In conclusion, in the second half of the 19th century new technologies spread rapidly across the globe – the telephone, the telegraph and the elevator are only some of them. These technologies brought the need of new jobs, thus more opportunities were appearing in the lives of late-Victorian people since more workforce was needed. Men had an advantage over women, but gradually, the woman factor began to advance significantly into professional employment over men.  During the reign of Queen Victoria, Victorian feminism emerged as a political force. The New Woman started being real, it was a reaction against the traditional long-held ideas around women and femininity. This massive reaction was cause by several factors, as well as – ironically – by the reforms that were made to enfranchise men. The late-Victorian era’s newspapers, periodicals and journals promoted the luxuries and leisure of city life which was difficult to resist. For the first time in history young women left their home in order to go to work as professionals.  It was Queen Victoria herself that represented a kind of femininity focused on family, motherhood, care and respectability. That is why the Victorian period is referred to as the domestic age “par excellence”.  The icon of middle-class femininity and domesticity that the New Woman adopted was that represented by their Queen.
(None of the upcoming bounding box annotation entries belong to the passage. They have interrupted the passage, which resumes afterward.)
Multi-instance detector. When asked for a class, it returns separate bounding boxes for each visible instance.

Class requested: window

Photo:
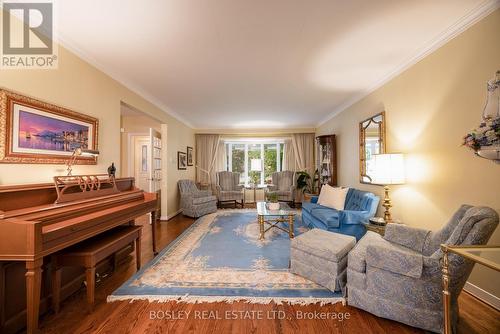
[226,140,283,185]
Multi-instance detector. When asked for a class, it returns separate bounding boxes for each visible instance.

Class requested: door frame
[127,132,149,178]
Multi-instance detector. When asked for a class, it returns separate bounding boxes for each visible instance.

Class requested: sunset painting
[18,110,89,152]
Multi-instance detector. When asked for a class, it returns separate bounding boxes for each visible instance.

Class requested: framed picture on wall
[177,151,187,170]
[0,89,98,165]
[187,146,193,166]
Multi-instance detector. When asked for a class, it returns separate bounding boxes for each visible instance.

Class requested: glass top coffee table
[257,202,296,240]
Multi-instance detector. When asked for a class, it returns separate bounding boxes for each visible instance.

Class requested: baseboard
[464,282,500,311]
[160,209,182,221]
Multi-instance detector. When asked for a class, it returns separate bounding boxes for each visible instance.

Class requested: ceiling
[56,0,498,129]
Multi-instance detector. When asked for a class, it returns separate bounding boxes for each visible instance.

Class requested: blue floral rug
[108,210,344,305]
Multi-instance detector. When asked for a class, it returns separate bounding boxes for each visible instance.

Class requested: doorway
[130,135,151,191]
[119,102,167,218]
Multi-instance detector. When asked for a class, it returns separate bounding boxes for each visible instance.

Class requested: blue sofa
[302,188,380,241]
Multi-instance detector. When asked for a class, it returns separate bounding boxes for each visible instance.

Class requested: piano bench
[51,225,142,313]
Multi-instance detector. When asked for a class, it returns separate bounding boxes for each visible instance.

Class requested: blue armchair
[302,188,380,240]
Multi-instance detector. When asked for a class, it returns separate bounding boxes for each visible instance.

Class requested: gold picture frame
[359,111,386,184]
[0,89,99,165]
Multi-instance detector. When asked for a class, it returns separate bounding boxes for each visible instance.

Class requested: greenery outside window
[225,139,283,185]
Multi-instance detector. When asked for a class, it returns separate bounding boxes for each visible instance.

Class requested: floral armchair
[347,205,498,332]
[178,180,217,218]
[267,170,297,205]
[215,171,245,208]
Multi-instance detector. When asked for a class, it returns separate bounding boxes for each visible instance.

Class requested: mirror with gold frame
[359,111,385,183]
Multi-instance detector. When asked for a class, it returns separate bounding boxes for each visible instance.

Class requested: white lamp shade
[372,153,405,185]
[250,159,262,172]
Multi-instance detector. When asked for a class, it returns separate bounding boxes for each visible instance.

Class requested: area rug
[108,210,344,305]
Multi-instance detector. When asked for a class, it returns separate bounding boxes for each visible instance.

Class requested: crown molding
[57,33,195,129]
[316,0,500,128]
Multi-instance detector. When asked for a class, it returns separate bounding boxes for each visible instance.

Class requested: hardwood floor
[36,215,500,334]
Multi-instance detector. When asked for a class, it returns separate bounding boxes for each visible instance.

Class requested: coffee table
[257,202,296,240]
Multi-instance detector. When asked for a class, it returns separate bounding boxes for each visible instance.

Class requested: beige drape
[292,133,314,175]
[196,134,223,184]
[282,139,297,172]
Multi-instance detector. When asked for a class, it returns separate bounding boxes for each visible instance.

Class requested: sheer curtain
[282,139,297,171]
[196,134,224,185]
[292,133,315,175]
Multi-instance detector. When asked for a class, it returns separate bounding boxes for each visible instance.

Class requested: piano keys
[0,175,157,333]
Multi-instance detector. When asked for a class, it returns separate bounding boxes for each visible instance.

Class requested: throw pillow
[318,184,349,210]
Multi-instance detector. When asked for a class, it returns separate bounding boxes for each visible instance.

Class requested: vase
[476,145,500,164]
[269,202,280,211]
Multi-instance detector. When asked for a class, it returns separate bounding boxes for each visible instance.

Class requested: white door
[133,136,151,191]
[149,128,162,217]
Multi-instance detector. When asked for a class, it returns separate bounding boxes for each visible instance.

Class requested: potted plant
[267,193,280,210]
[297,169,319,201]
[462,116,500,163]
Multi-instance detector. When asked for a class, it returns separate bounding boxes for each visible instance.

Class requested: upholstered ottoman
[290,228,356,291]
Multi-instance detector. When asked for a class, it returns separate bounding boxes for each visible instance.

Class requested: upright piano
[0,175,157,333]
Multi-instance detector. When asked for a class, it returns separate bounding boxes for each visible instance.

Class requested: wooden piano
[0,175,157,333]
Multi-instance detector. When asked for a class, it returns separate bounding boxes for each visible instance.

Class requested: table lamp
[373,153,405,223]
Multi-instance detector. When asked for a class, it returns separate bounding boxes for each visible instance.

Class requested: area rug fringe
[107,294,346,306]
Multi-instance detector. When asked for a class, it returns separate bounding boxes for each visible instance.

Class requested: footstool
[290,228,356,291]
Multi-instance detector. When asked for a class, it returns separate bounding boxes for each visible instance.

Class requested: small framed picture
[177,151,187,170]
[187,146,193,166]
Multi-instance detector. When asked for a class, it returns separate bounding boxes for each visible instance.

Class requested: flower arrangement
[266,193,278,203]
[462,116,500,152]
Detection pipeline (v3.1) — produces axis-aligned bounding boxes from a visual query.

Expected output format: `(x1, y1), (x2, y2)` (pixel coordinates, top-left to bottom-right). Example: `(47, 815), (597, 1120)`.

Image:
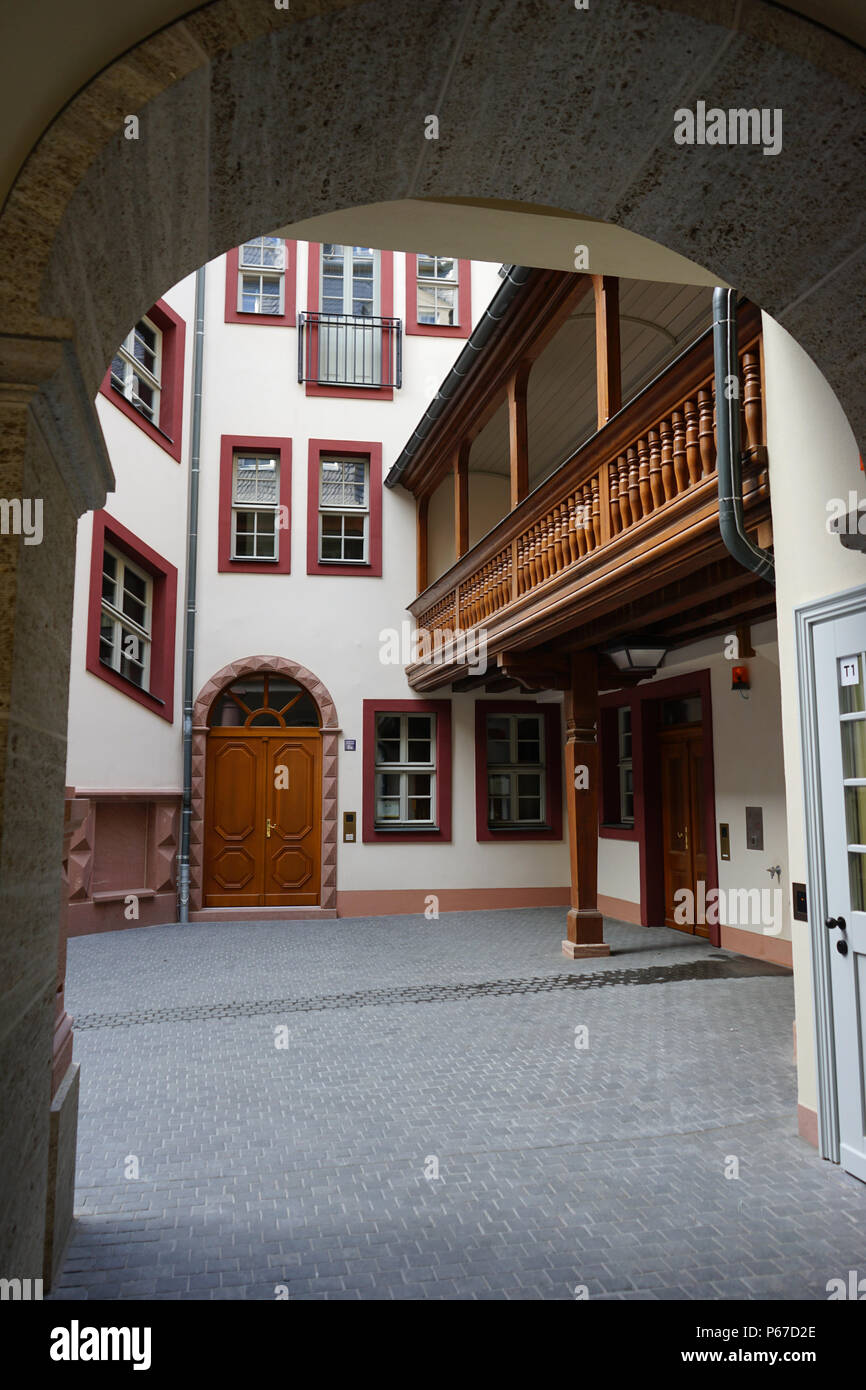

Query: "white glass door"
(812, 613), (866, 1182)
(318, 242), (382, 386)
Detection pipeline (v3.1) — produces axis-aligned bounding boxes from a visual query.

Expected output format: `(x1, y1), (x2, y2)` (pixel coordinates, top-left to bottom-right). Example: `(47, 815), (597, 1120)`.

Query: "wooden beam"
(416, 498), (430, 594)
(455, 439), (471, 560)
(592, 275), (623, 430)
(507, 363), (531, 510)
(563, 651), (610, 960)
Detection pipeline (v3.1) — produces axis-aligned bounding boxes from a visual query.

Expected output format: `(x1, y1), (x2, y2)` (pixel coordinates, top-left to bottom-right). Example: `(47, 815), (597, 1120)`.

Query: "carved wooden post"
(563, 651), (610, 960)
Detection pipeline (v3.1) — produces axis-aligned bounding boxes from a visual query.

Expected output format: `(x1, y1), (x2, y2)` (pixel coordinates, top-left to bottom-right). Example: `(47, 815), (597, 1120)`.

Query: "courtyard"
(51, 908), (866, 1300)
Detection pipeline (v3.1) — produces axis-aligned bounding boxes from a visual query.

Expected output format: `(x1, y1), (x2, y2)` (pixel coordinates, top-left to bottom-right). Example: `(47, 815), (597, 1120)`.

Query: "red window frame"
(406, 252), (473, 338)
(307, 439), (382, 578)
(85, 512), (178, 724)
(99, 299), (186, 463)
(361, 699), (452, 845)
(225, 240), (297, 328)
(217, 435), (292, 574)
(475, 699), (563, 842)
(304, 242), (393, 400)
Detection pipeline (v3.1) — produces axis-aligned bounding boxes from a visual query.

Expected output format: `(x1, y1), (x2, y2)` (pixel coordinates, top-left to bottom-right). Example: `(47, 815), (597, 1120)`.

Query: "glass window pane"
(842, 719), (866, 777)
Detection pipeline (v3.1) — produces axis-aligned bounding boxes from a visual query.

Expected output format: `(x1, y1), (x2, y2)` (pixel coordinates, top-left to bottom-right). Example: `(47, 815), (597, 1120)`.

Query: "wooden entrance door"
(204, 728), (321, 908)
(659, 726), (709, 937)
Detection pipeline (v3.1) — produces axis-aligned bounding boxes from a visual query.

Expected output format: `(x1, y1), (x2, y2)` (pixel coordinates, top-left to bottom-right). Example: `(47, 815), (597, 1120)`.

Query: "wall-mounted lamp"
(602, 637), (667, 676)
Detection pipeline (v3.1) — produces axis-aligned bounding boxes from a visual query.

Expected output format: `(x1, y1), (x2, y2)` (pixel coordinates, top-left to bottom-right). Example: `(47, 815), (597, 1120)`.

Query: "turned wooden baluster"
(569, 488), (587, 560)
(646, 430), (664, 510)
(670, 410), (688, 492)
(616, 453), (631, 531)
(683, 400), (701, 482)
(659, 420), (677, 502)
(638, 439), (652, 517)
(742, 348), (763, 453)
(607, 463), (623, 535)
(626, 443), (644, 521)
(553, 507), (564, 574)
(698, 386), (716, 478)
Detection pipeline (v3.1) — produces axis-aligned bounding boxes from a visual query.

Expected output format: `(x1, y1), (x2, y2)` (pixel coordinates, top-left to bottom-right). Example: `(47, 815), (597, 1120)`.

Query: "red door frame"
(599, 669), (721, 947)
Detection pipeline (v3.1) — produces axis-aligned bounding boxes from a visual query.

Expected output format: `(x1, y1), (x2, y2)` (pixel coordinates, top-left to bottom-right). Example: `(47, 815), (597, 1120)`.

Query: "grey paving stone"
(45, 909), (866, 1301)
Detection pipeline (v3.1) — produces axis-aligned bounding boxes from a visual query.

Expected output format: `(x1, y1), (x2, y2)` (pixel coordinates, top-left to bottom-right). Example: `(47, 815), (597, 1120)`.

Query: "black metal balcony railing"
(297, 313), (403, 388)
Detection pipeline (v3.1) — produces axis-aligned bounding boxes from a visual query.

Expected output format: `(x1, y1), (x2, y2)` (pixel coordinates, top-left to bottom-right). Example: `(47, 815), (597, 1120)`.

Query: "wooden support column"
(507, 363), (531, 512)
(592, 275), (623, 430)
(416, 498), (430, 594)
(563, 651), (610, 960)
(455, 439), (471, 560)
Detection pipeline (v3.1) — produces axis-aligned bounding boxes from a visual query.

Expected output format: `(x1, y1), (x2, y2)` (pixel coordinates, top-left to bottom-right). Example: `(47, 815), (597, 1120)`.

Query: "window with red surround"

Throughout the second half of the 19th century and until the very end of the Victorian period women’s mission was not only moral but political as well. The late-Victorian New Women feminists fought for better, advanced education, more employment opportunities, improved working conditions, higher wages and, eventually, the coveted right to vote – so that women might have some influence over their fate – for both working and middle-class women.